WIS.STAT. 815.18(31) is “exceptionally broad in scope.” Id. WIS.STAT. 815.-18(31)(c) provides that the “interest of any person in any employes’ benefit plan” is exempt from execution. The term “plan” means “any retirement, ... plan created by an employer for the exclusive benefit of himself, if self-employed ...” WIS.STAT. 815.18(31)(a). Retirement plan means “a systematic arrangement established by an employer for guaranteeing an income to employees upon retirement according to definitely established rules with or without employee contributions.” WEBSTERS THIRD NEW INTERNATIONAL DICTIONARY 1939 (1986). An IRA is a- “trust created or organized in the United States for the exclusive benefit of an individual or his beneficiaries.” 26 U.S.C. § 408(a). An IRA is designed to provide future income to retired persons. In re Cilek, 115 B.R. 974 (Bankr.W.D.Wis.1990). Keeping in mind that WIS.STAT. 815.18(31)(a) expands further the dictionary definitions of retirement plan and pension plan to include plans settled by the self-employed, clearly an IRA is a systematic arrangement for guaranteeing an income upon retirement according to definitely established rules. Accordingly, the Court holds that IRAs funded by self-employed persons are exempt under WIS.STAT. 815.18(31)(a) and that the Debt- or’s claimed exemption of an IRA is allowed.
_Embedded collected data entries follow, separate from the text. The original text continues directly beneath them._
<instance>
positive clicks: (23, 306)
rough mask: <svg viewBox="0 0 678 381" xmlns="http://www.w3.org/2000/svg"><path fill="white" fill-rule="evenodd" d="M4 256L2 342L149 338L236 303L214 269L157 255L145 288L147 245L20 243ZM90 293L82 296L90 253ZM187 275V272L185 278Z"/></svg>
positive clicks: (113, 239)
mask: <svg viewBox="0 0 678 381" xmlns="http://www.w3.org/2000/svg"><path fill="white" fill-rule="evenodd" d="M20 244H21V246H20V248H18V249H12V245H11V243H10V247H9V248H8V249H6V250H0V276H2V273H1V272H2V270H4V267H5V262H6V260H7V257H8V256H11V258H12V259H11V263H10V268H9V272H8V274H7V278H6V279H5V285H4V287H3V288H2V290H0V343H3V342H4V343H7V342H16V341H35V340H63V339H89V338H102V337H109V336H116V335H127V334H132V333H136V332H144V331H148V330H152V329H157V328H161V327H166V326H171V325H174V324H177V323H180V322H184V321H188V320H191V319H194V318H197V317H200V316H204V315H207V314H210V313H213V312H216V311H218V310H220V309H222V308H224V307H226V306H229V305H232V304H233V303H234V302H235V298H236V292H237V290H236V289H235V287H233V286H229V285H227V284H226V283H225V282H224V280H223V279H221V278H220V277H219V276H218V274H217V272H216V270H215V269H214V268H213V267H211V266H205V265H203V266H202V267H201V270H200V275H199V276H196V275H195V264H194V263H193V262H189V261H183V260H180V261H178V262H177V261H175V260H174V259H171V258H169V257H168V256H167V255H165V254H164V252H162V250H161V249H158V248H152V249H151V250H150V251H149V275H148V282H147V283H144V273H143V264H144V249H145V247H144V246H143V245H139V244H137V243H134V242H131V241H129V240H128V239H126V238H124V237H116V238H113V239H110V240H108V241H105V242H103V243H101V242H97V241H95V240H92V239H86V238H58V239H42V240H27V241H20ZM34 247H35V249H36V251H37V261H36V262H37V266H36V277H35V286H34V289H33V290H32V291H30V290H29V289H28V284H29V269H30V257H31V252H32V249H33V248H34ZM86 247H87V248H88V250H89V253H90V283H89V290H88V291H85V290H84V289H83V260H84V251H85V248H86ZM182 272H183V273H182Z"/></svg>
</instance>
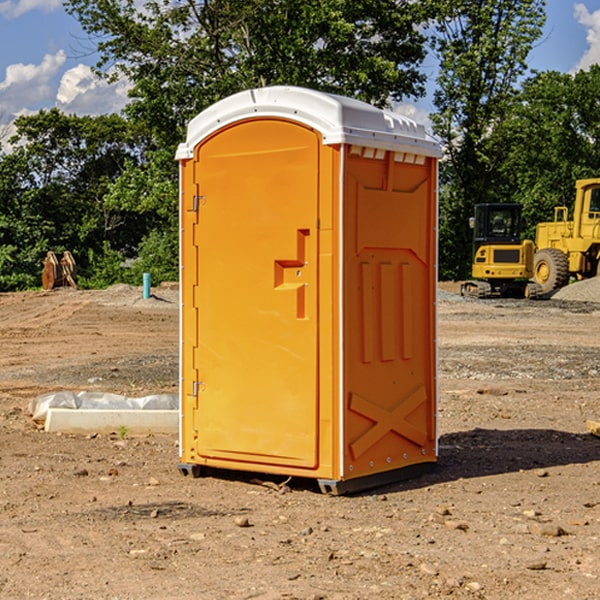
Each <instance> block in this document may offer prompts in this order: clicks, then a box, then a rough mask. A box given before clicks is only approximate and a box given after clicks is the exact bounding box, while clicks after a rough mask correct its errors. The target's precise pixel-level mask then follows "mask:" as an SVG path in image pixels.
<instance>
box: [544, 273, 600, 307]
mask: <svg viewBox="0 0 600 600" xmlns="http://www.w3.org/2000/svg"><path fill="white" fill-rule="evenodd" d="M552 299H554V300H573V301H576V302H600V277H593V278H592V279H584V280H582V281H576V282H574V283H571V284H570V285H567V286H565V287H564V288H561V289H560V290H558V291H557V292H556V293H555V294H553V296H552Z"/></svg>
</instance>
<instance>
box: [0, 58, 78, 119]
mask: <svg viewBox="0 0 600 600" xmlns="http://www.w3.org/2000/svg"><path fill="white" fill-rule="evenodd" d="M65 61H66V54H65V53H64V51H63V50H59V51H58V52H57V53H56V54H46V55H45V56H44V58H43V59H42V62H41V63H40V64H39V65H31V64H29V65H25V64H23V63H17V64H13V65H9V66H8V67H7V68H6V72H5V78H4V80H3V81H1V82H0V114H2V116H3V117H4V118H5V119H6V117H11V116H13V115H15V114H17V113H19V112H21V111H22V110H23V109H24V108H25V109H27V108H32V109H34V108H36V106H37V105H38V104H40V103H45V102H47V101H48V100H50V102H51V103H53V99H54V88H53V85H52V80H53V78H55V77H56V75H57V74H58V72H59V70H60V68H61V67H62V66H63V65H64V63H65Z"/></svg>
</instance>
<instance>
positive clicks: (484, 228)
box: [472, 204, 522, 254]
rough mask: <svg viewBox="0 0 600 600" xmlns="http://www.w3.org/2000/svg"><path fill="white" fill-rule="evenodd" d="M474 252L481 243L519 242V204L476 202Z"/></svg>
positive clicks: (521, 222)
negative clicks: (476, 202) (485, 202)
mask: <svg viewBox="0 0 600 600" xmlns="http://www.w3.org/2000/svg"><path fill="white" fill-rule="evenodd" d="M472 223H473V228H474V236H473V243H474V248H473V250H474V254H475V253H476V252H477V250H478V248H479V247H480V246H482V245H483V244H519V243H520V242H521V225H522V220H521V205H520V204H476V205H475V217H474V219H473V221H472Z"/></svg>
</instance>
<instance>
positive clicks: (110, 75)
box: [66, 0, 429, 147]
mask: <svg viewBox="0 0 600 600" xmlns="http://www.w3.org/2000/svg"><path fill="white" fill-rule="evenodd" d="M422 4H423V3H415V2H412V1H411V0H378V1H374V0H304V1H302V2H299V1H298V0H204V1H200V2H196V1H195V0H178V1H175V2H173V0H148V1H146V2H145V3H144V4H143V7H142V8H141V9H140V8H138V7H139V3H138V2H136V1H135V0H126V1H121V0H119V1H117V0H67V2H66V8H67V10H68V11H69V12H70V13H71V14H73V15H74V16H75V17H76V18H77V19H78V20H79V21H80V23H81V25H82V27H83V28H84V30H85V31H86V32H87V33H88V34H89V35H90V36H91V39H92V40H94V41H95V43H96V44H97V49H98V51H99V53H100V60H99V63H98V65H97V67H98V72H100V73H103V74H104V75H105V76H107V77H117V76H119V75H124V76H126V77H127V78H128V79H129V80H130V81H131V82H132V85H133V87H132V90H131V93H130V95H131V98H132V101H131V103H130V105H129V106H128V107H127V109H126V110H127V114H128V115H129V116H130V117H131V118H133V119H134V120H135V121H142V122H144V123H145V124H146V127H147V128H148V131H151V132H152V133H153V135H154V136H155V138H156V141H157V144H158V145H159V146H160V147H164V146H165V144H167V145H174V144H176V143H177V142H178V141H181V139H182V136H183V132H184V128H185V126H186V124H187V122H188V121H189V120H190V119H191V118H192V117H193V116H195V115H196V114H197V113H198V112H200V111H201V110H203V109H204V108H206V107H207V106H209V105H211V104H212V103H214V102H215V101H217V100H219V99H221V98H223V97H225V96H228V95H230V94H232V93H234V92H237V91H240V90H243V89H247V88H251V87H257V86H265V85H273V84H287V85H301V86H307V87H313V88H317V89H320V90H323V91H330V92H337V93H341V94H345V95H349V96H353V97H356V98H360V99H362V100H365V101H367V102H372V103H374V104H377V105H384V104H386V103H388V102H389V100H390V99H396V100H399V99H401V98H403V97H405V96H417V95H420V94H422V93H423V91H424V90H423V83H424V79H425V77H424V75H423V74H421V73H420V72H419V70H418V66H419V64H420V62H421V61H422V60H423V58H424V55H425V48H424V42H425V38H424V36H423V34H422V33H420V32H419V30H418V28H417V25H419V24H420V23H422V22H423V21H424V20H425V18H426V17H427V12H426V8H424V7H423V6H422ZM427 10H429V9H427Z"/></svg>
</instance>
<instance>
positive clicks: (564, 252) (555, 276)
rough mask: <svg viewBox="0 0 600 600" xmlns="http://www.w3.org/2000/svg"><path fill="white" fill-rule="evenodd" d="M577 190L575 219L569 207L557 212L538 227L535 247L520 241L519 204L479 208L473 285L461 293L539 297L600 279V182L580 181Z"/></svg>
mask: <svg viewBox="0 0 600 600" xmlns="http://www.w3.org/2000/svg"><path fill="white" fill-rule="evenodd" d="M575 190H576V193H575V203H574V205H573V211H572V215H573V217H572V219H571V220H569V209H568V207H566V206H557V207H555V208H554V220H553V221H549V222H546V223H538V224H537V226H536V235H535V244H534V242H532V241H531V240H521V223H522V222H521V206H520V205H519V204H478V205H476V206H475V217H473V218H472V219H471V221H472V223H471V225H472V227H473V229H474V236H473V244H474V248H473V250H474V251H473V265H472V277H473V280H471V281H466V282H465V283H464V284H463V285H462V287H461V293H462V294H463V295H464V296H473V297H477V298H489V297H492V296H513V297H527V298H539V297H542V296H548V295H549V294H551V293H552V292H553V291H554V290H557V289H560V288H561V287H564V286H565V285H567V284H568V283H569V281H570V280H571V278H574V279H578V280H579V279H587V278H590V277H596V276H597V275H600V178H596V179H580V180H578V181H577V182H576V183H575ZM528 280H530V281H528Z"/></svg>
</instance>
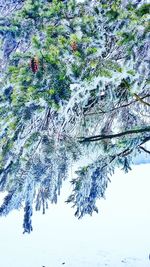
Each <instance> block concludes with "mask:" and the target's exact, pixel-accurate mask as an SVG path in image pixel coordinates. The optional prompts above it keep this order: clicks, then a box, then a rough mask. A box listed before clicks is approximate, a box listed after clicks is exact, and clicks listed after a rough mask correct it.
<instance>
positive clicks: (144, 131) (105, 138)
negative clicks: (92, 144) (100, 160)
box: [79, 126, 150, 143]
mask: <svg viewBox="0 0 150 267" xmlns="http://www.w3.org/2000/svg"><path fill="white" fill-rule="evenodd" d="M144 132H150V126H148V127H145V128H140V129H131V130H128V131H124V132H121V133H117V134H108V135H107V134H106V135H105V134H101V135H95V136H90V137H79V142H80V143H83V142H95V141H100V140H104V139H112V138H117V137H121V136H125V135H129V134H138V133H144Z"/></svg>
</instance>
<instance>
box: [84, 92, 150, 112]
mask: <svg viewBox="0 0 150 267" xmlns="http://www.w3.org/2000/svg"><path fill="white" fill-rule="evenodd" d="M147 97H150V95H149V94H148V95H146V96H143V97H140V100H141V101H142V100H143V99H144V98H147ZM137 101H139V99H136V100H134V101H131V102H129V103H127V104H124V105H122V106H119V107H114V108H112V109H109V110H107V111H104V110H102V109H100V110H101V111H100V112H91V113H85V114H84V116H90V115H97V114H106V113H109V112H112V111H114V110H118V109H121V108H125V107H128V106H130V105H132V104H134V103H136V102H137ZM143 102H144V103H147V102H145V101H143ZM148 104H149V103H148Z"/></svg>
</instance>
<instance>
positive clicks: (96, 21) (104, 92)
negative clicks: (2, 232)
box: [0, 0, 150, 233]
mask: <svg viewBox="0 0 150 267" xmlns="http://www.w3.org/2000/svg"><path fill="white" fill-rule="evenodd" d="M0 3H1V6H2V9H1V10H5V12H6V14H7V16H3V15H4V14H0V15H1V17H0V35H1V43H0V46H1V48H2V54H1V55H0V57H1V58H0V61H1V67H0V68H1V76H0V85H1V91H0V118H1V119H0V128H1V133H0V140H1V142H0V191H1V192H4V191H7V192H8V195H7V196H6V198H5V199H4V203H3V204H2V206H1V207H0V215H6V214H8V213H9V212H10V211H11V210H13V209H19V208H21V207H22V206H24V212H25V215H24V223H23V227H24V232H28V233H30V231H31V230H32V224H31V216H32V213H33V203H34V201H35V203H36V204H35V208H36V210H40V209H41V208H42V210H43V213H45V209H46V208H48V202H49V201H50V202H51V203H56V202H57V196H58V195H59V194H60V189H61V186H62V183H63V180H65V179H66V178H67V177H68V170H69V167H70V166H71V164H76V162H78V161H80V162H81V164H80V167H79V169H78V170H77V171H76V174H75V177H74V179H73V180H72V181H71V183H72V186H73V193H72V195H71V196H69V198H68V200H67V202H68V203H70V202H72V203H73V205H74V206H75V207H76V212H75V215H76V216H77V217H78V218H81V217H82V216H83V215H85V214H91V215H92V213H93V211H96V212H98V210H97V207H96V200H97V199H98V198H102V197H104V196H105V190H106V188H107V185H108V182H109V181H110V176H111V175H112V174H113V173H114V170H115V168H116V167H121V168H122V169H123V170H124V171H125V172H127V171H128V170H130V169H131V167H130V166H131V163H132V159H133V158H134V157H135V156H136V155H137V154H138V153H140V152H141V151H143V150H144V151H145V152H146V153H150V152H149V151H148V150H147V149H146V148H145V146H144V144H146V143H147V142H148V141H149V140H150V119H149V116H150V101H149V100H150V93H149V74H150V72H149V55H150V53H149V50H150V49H149V9H150V5H149V4H146V3H144V2H143V3H140V4H138V3H137V2H136V1H132V2H130V4H126V3H125V1H119V0H116V1H111V0H109V1H89V0H87V1H85V2H84V3H77V2H76V1H75V0H69V1H59V0H53V1H48V0H26V1H17V2H16V1H15V3H16V4H15V5H14V1H11V0H9V1H0ZM86 162H87V163H86ZM85 164H86V166H85Z"/></svg>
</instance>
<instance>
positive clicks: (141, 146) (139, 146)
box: [139, 146, 150, 154]
mask: <svg viewBox="0 0 150 267" xmlns="http://www.w3.org/2000/svg"><path fill="white" fill-rule="evenodd" d="M139 148H140V149H142V150H143V151H144V152H146V153H148V154H150V151H149V150H147V149H146V148H145V147H143V146H139Z"/></svg>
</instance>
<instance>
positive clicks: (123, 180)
mask: <svg viewBox="0 0 150 267" xmlns="http://www.w3.org/2000/svg"><path fill="white" fill-rule="evenodd" d="M149 172H150V164H145V165H139V166H134V167H133V170H132V171H131V172H129V173H128V174H124V173H123V172H120V171H117V172H116V174H115V175H114V176H113V177H112V182H111V183H110V184H109V187H108V189H107V193H106V200H100V201H99V202H98V206H99V214H98V215H97V214H94V215H93V216H92V217H89V216H86V217H85V218H83V219H82V220H78V219H76V218H75V217H74V216H73V214H74V210H73V209H71V207H70V206H69V205H66V204H64V203H63V202H64V199H66V198H67V196H66V191H67V192H68V191H69V189H70V185H69V186H68V184H66V185H65V187H64V190H63V192H62V193H63V194H62V196H61V198H60V199H59V202H58V204H57V205H55V206H50V209H49V210H48V211H47V214H46V215H42V214H41V213H37V212H35V214H34V216H33V232H32V233H31V235H28V234H26V235H22V219H23V218H22V217H23V213H22V212H17V211H15V212H12V213H11V214H10V215H9V216H8V217H6V218H1V219H0V266H1V267H42V266H45V267H59V266H65V267H102V266H103V267H104V266H110V267H121V266H126V267H128V266H129V267H130V266H131V267H132V266H133V267H148V266H150V261H148V255H149V253H150V230H149V228H150V206H149V205H150V193H149V191H150V175H149ZM62 262H65V265H62ZM125 263H126V264H125Z"/></svg>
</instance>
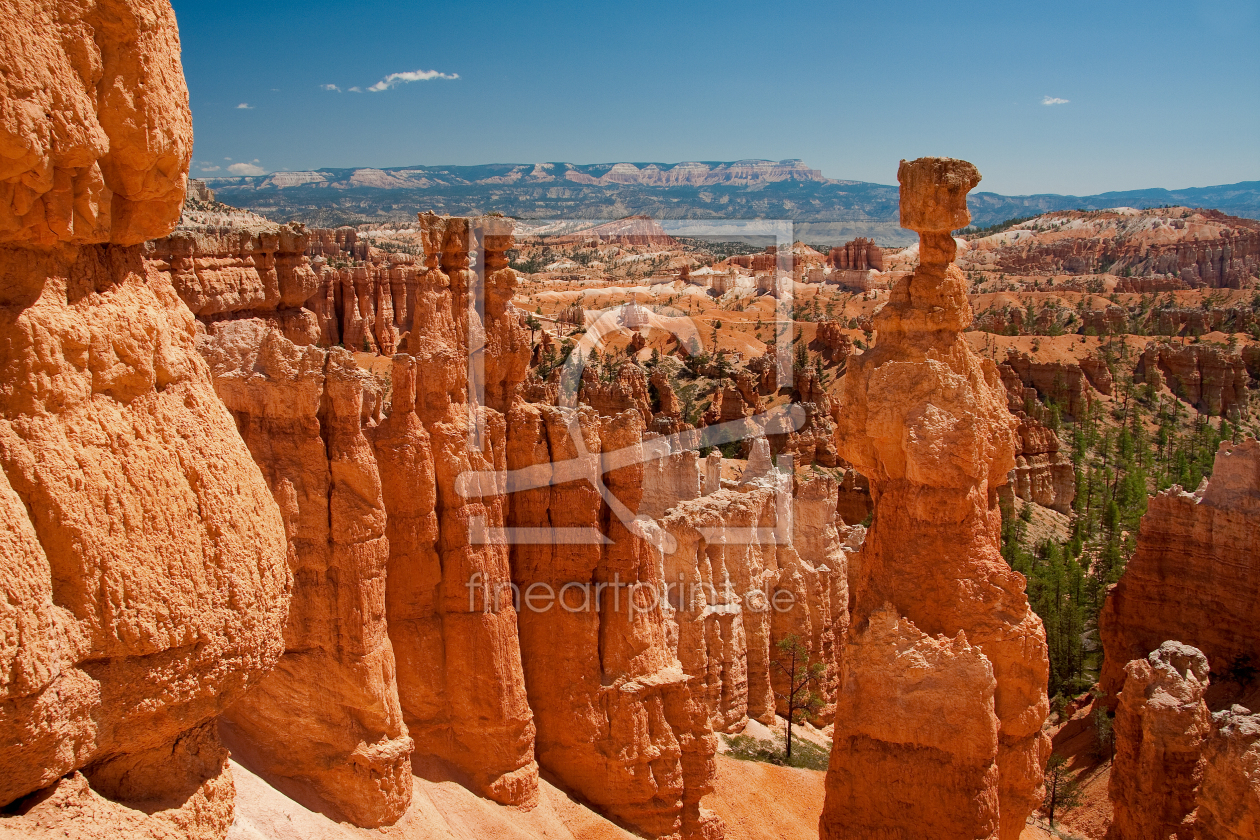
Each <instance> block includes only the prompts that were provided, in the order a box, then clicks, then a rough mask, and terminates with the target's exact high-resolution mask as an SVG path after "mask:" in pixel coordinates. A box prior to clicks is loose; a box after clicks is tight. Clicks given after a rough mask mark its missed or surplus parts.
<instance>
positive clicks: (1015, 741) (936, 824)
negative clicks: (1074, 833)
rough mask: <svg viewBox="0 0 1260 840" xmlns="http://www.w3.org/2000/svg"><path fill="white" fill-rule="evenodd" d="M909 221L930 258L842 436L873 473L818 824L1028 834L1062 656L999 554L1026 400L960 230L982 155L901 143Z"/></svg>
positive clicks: (937, 831)
mask: <svg viewBox="0 0 1260 840" xmlns="http://www.w3.org/2000/svg"><path fill="white" fill-rule="evenodd" d="M897 179H898V180H900V181H901V223H902V225H905V227H907V228H911V229H913V230H917V232H919V234H920V267H919V270H917V271H916V272H915V273H913V275H912V276H910V277H906V278H903V280H901V281H900V282H897V285H896V286H895V287H893V288H892V293H891V297H890V301H888V304H887V305H886V306H885V307H883V309H882V310H881V311H879V312H878V314H877V315H876V317H874V325H876V329H877V330H878V334H879V338H878V343H877V344H876V346H874V348H873V349H872V350H869V351H868V353H866V354H863V355H861V356H854V358H853V359H852V360H850V361H849V368H848V375H847V377H845V383H844V402H843V404H844V411H843V412H842V414H840V421H839V423H838V428H837V438H838V448H839V452H840V455H842V456H843V457H845V458H847V460H849V461H850V462H852V463H853V465H854V466H856V467H857V470H858V471H859V472H862V474H863V475H864V476H867V479H869V481H871V494H872V497H873V500H874V520H873V523H872V526H871V531H869V534H868V535H867V539H866V543H864V545H863V548H862V554H861V563H859V569H861V572H859V576H858V578H857V579H856V581H854V582H853V583H854V599H853V607H854V608H853V615H852V622H850V628H849V635H848V637H847V640H845V645H844V652H843V666H842V675H840V685H839V689H838V696H837V718H835V735H834V748H833V752H832V762H830V767H829V769H828V775H827V802H825V806H824V810H823V816H822V820H820V822H819V829H820V834H822V837H823V839H824V840H833V839H839V837H866V836H872V837H873V836H878V837H902V836H905V837H911V836H913V837H916V839H919V840H922V839H927V837H994V839H1000V840H1016V837H1018V836H1019V832H1021V831H1022V830H1023V825H1024V820H1026V819H1027V816H1028V815H1029V814H1031V812H1032V810H1033V809H1034V807H1036V806H1037V803H1038V802H1039V801H1041V783H1042V767H1043V764H1045V759H1046V757H1048V744H1047V743H1046V739H1045V738H1043V735H1042V734H1041V724H1042V723H1043V722H1045V719H1046V715H1047V712H1048V704H1047V699H1046V679H1047V673H1048V660H1047V654H1046V635H1045V630H1043V627H1042V623H1041V620H1039V618H1038V617H1037V616H1036V615H1034V613H1033V612H1032V611H1031V610H1029V608H1028V599H1027V597H1026V594H1024V581H1023V578H1022V576H1019V574H1018V573H1016V572H1013V570H1012V569H1011V568H1009V567H1008V565H1007V563H1005V562H1004V560H1003V559H1002V557H1000V554H999V534H1000V524H1002V516H1000V513H999V510H998V496H997V487H998V486H999V485H1000V484H1003V482H1004V481H1005V475H1007V472H1008V471H1009V470H1011V468H1012V466H1013V465H1014V418H1013V417H1012V416H1011V414H1009V412H1008V411H1007V408H1005V394H1004V393H1003V389H1002V383H1000V379H999V375H998V370H997V366H995V365H994V364H993V363H992V361H989V360H988V359H980V358H978V356H976V355H974V354H973V353H971V350H970V349H969V346H968V345H966V343H965V340H964V339H963V336H961V331H963V330H965V329H966V327H968V326H969V325H970V322H971V309H970V305H969V304H968V300H966V278H965V276H964V275H963V272H961V271H960V270H959V268H958V267H956V266H954V264H953V261H954V253H955V244H954V239H953V237H951V234H950V232H951V230H954V229H956V228H960V227H964V225H966V224H968V222H969V220H970V217H969V214H968V210H966V193H968V191H969V190H970V189H971V188H974V186H975V185H976V184H978V183H979V181H980V174H979V171H978V170H976V169H975V166H973V165H971V164H969V162H966V161H961V160H953V159H949V157H921V159H919V160H913V161H902V162H901V167H900V170H898V173H897Z"/></svg>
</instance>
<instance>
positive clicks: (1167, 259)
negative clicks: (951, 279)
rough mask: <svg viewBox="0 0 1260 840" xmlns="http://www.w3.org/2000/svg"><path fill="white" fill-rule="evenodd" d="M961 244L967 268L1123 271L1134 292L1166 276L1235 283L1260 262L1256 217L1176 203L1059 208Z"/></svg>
mask: <svg viewBox="0 0 1260 840" xmlns="http://www.w3.org/2000/svg"><path fill="white" fill-rule="evenodd" d="M968 246H969V247H968V249H966V251H965V252H964V254H963V257H961V261H960V262H961V264H963V268H964V270H968V271H970V270H975V268H983V270H989V271H1004V272H1011V273H1017V275H1029V273H1051V275H1061V273H1068V275H1092V273H1102V272H1111V273H1114V275H1119V273H1121V272H1123V273H1125V275H1131V276H1133V278H1131V280H1130V278H1129V277H1126V278H1125V280H1124V281H1123V283H1125V285H1126V286H1128V287H1130V288H1133V290H1134V291H1148V290H1152V291H1153V290H1154V288H1155V287H1172V282H1176V283H1177V287H1181V288H1186V287H1196V286H1210V287H1213V288H1242V287H1244V286H1245V285H1246V281H1247V280H1249V277H1252V276H1255V273H1256V271H1257V267H1260V223H1256V222H1255V220H1254V219H1240V218H1235V217H1230V215H1226V214H1223V213H1221V212H1218V210H1192V209H1189V208H1179V207H1178V208H1158V209H1150V210H1134V209H1130V208H1120V209H1116V210H1090V212H1081V210H1063V212H1057V213H1047V214H1045V215H1039V217H1037V218H1036V219H1029V220H1028V222H1026V223H1023V224H1021V225H1017V227H1016V228H1012V229H1009V230H1003V232H1002V233H997V234H993V236H989V237H983V238H979V239H973V241H971V242H969V243H968ZM1158 281H1162V282H1158ZM1171 281H1172V282H1171ZM1120 291H1124V290H1120Z"/></svg>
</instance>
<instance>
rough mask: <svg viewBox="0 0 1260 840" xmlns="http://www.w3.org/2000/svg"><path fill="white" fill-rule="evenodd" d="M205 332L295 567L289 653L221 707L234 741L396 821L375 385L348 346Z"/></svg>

This decision shall constitute findings of fact and conclusions of law pursuant to Bankruptcy Rule 7052 and Rule 52 of the Federal Rules of Civil Procedure. 
      
      . No statutory time limit for filing- objections applied in Brandstaetter because the court believed that the newly promulgated Bankruptcy Rule 4003 should not apply retroactively. Id. at 327.
     
      
      . Neither Matter of Gullickson, supra, In re Woerner, supra, nor In re Kretzer, supra, considered the issue presently before this Court. The Gullickson court considered whether a creditor filed a timely objection to legally claimed exemptions and discussed the merits of the creditor’s objections; the Kretzer court considered whether repossession of exempt property violated the automatic stay after the court issued the debtors’ discharge; and the Woerner court considered whether the debtor should be denied a discharge under 11 U.S.C. § 727(a)(4)(A) & (B) or the debt at issue should be excepted from discharge under 11 U.S.C. § 523(a)(2)(A).
     
      
      .In In re Ehr, supra, the court disallowed the debtor’s claimed exemption under 11 U.S.C. § 522(d)(5) because the value of the exemption exceeded the $4,150.00 allowed under the "wild-card” exemption. The court disallowed the debtor’s attempt to take an unauthorized exemption despite the trustee’s failure to timely object to the debtor's claimed exemption.